The past two decades have witnessed three highly pathogenic, novel zoonotic CoVs, first SARS-CoV-1 was recognized in 2002, followed by MERS-CoV in 2012 and now as a more virulent strain, the SARS-CoV-2 causing COVID-19 (1). Based on the estimated report of the instantaneous reproduction number (Rt) on the severity in China, several countries implemented social distancing, hygiene etiquettes, contact tracing, wearing face masks, temperature checks, and avoided premature relaxation of the lockdown (2). The largest timely lockdown was enforced in India after its first case on 30th Jan 2020 (3).

The present COVID-19 pandemic affected global mental health, as evidenced initially by panic-buying, worldwide. Following any natural disaster, survivors are prone to develop post-traumatic stress disorder (PTSD). For instance, survivors of the August 2008 floods in India (Bihar) had shown higher scores for PTSD (4). Similarly, studies in China showed high level of depression with low health-related quality of life (HRQoL) and high scores on PTSD symptoms with no significant changes during COVID-19 (5, 6).

The first large-scale community-based cohort study on 387,109 adults in UK concluded that an unhealthy lifestyle (smoking, physical inactivity, obesity, and excessive alcohol intake) is a risk factor for hospital admission for COVID-19 (7). A study on Italian children observed increased screen time and sleep time, increased consumption of potato chips, red meat, and sugary drink and decrease in time spent in sports activities, which may have lasting impact on adiposity (8). The incidence, progression and death rate during this pandemic in India seems to be much lesser than other countries [COVID-19 Worldwide Dashboard | WHO Live World Statistics]. The reasons being India's relatively younger population, early biggest national lockdown (9), and a unique mutation in the spike surface glycoprotein [A930V (24351C > T)] in the Indian SARS-CoV-2 (10). A recent survey in Indian cohort showed that the level of psychological distress was lesser than the Chinese population on IES-R (11).
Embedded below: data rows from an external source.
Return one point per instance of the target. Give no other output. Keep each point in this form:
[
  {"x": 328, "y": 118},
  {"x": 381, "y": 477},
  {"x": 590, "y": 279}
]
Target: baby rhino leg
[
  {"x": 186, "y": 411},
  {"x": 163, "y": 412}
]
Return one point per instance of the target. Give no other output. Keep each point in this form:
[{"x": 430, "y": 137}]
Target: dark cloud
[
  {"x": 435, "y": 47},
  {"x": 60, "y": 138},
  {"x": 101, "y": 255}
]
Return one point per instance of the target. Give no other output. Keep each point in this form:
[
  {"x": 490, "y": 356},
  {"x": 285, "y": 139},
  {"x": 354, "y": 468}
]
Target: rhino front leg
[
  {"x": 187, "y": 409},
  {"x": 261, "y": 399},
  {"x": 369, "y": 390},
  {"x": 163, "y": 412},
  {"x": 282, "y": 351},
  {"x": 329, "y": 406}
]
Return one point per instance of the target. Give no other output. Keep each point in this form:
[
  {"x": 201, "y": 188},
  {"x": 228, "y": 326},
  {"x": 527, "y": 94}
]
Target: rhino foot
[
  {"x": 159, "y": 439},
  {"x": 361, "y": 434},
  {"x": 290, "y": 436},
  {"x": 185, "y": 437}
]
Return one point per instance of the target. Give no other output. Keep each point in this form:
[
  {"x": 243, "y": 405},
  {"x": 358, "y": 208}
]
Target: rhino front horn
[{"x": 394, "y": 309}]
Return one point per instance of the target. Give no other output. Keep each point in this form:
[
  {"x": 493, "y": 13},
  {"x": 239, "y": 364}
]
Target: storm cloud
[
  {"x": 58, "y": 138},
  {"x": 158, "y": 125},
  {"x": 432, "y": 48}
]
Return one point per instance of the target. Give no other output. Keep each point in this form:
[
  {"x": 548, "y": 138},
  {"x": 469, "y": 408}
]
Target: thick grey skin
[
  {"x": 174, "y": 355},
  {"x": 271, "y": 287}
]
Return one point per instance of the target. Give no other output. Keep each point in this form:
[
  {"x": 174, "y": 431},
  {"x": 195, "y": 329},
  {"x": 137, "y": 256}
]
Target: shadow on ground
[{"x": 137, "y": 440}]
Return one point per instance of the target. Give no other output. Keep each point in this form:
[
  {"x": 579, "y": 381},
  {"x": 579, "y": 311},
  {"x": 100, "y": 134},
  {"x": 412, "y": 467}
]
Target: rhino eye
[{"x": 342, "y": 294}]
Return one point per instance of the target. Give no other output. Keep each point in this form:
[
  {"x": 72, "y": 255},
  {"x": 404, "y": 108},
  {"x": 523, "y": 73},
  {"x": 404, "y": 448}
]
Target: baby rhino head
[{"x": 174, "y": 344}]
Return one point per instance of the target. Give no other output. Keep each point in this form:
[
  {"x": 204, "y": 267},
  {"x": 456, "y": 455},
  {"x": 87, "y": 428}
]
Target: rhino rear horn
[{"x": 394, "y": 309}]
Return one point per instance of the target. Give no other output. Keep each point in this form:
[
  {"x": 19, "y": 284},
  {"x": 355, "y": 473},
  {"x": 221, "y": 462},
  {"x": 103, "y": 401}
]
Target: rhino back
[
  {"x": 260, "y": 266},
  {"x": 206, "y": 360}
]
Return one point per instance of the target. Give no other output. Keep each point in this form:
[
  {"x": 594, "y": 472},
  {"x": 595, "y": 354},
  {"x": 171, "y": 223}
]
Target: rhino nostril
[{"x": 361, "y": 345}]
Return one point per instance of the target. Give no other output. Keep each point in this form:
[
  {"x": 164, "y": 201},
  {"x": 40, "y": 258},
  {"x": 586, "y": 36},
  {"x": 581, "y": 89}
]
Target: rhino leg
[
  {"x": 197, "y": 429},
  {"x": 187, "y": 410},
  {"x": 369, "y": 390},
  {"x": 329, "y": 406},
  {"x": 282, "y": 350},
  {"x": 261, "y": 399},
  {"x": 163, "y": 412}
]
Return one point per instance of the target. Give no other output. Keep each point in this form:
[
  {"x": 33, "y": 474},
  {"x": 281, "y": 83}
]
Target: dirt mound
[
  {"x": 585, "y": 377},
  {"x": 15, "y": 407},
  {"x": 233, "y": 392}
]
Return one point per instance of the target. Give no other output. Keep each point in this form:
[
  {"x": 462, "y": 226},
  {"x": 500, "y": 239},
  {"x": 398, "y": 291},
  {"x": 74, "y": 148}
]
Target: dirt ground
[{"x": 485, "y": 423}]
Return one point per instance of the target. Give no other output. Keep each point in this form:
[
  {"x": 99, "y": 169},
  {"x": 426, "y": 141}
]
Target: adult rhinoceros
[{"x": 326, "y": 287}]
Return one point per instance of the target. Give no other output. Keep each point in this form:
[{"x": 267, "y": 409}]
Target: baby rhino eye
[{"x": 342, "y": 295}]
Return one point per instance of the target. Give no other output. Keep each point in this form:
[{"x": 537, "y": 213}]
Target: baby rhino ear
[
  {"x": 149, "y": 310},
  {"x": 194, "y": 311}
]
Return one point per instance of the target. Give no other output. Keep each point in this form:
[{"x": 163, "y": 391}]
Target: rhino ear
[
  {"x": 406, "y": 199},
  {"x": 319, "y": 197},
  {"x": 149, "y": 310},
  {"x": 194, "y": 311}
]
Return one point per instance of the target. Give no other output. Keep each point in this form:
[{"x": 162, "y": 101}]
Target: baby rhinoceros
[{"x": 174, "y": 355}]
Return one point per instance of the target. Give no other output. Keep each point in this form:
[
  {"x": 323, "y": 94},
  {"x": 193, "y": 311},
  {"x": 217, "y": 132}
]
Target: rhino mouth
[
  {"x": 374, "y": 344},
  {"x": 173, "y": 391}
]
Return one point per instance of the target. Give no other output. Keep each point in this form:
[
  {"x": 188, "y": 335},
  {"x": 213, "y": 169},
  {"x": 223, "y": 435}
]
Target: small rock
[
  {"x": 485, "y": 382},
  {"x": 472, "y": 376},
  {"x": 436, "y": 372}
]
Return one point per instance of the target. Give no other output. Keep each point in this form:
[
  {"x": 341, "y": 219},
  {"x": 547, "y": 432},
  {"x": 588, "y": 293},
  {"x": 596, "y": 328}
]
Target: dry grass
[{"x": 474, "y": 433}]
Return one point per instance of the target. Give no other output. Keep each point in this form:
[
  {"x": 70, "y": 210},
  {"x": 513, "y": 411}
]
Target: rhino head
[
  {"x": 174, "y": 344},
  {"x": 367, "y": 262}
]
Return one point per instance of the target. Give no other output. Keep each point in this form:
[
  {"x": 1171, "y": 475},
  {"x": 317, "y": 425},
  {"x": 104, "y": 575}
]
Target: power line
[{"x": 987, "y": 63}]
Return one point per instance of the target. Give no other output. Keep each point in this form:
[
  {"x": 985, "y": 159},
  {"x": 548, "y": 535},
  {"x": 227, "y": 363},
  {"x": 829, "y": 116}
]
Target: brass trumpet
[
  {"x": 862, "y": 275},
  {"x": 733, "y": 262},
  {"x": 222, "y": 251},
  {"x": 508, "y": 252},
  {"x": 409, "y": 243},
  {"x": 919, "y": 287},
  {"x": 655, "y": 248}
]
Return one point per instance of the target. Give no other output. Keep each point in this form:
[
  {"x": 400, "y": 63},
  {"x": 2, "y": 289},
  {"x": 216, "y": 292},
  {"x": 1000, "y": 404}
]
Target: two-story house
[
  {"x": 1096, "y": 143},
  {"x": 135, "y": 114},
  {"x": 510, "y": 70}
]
There are unpublished observations that the traditional life style of the Indian families may also be a contributory factor. As there were no nationwide studies looking at the impact of life style on vulnerability during first wave and lockdown, we executed this pan-India on-line survey. The objective of the study was to investigate physical and mental health, lifestyle and to examine activities adapted by people to cope with COVID-19and lockdown.

Materials and Methods

CHAS Survey and Study Subjects

This was a nationwide survey on general Indian population during the 3rd phase of lockdown for COVID-19 pandemic that had respondents from all States/Union Territories except Ladakh and Lakshadweep. COVID Health Assessment Scale (CHAS), prepared in 10 languages by a committee of 11 experts through 3 Delphi rounds [Content Valid Ratio (CVR) was 0.85], had questions related to life style behavior (exercise, diet, additive substances, and sleep), physical health (BMI, chronic diseases, and endurance), mental health (fear, anxiety, depression, stress), and coping ability [refer to CHAS questionnaire from reference (12)]. Endurance under physical health signifies durability or ability to perform physical work for longer duration of time without feeling breathlessness. Further, coping ability is defined as conscious and unconscious efforts and strategies acquired by respondents such as reading, cooking and others to reduce emotional impact of challenging situation created by pandemic and lockdown.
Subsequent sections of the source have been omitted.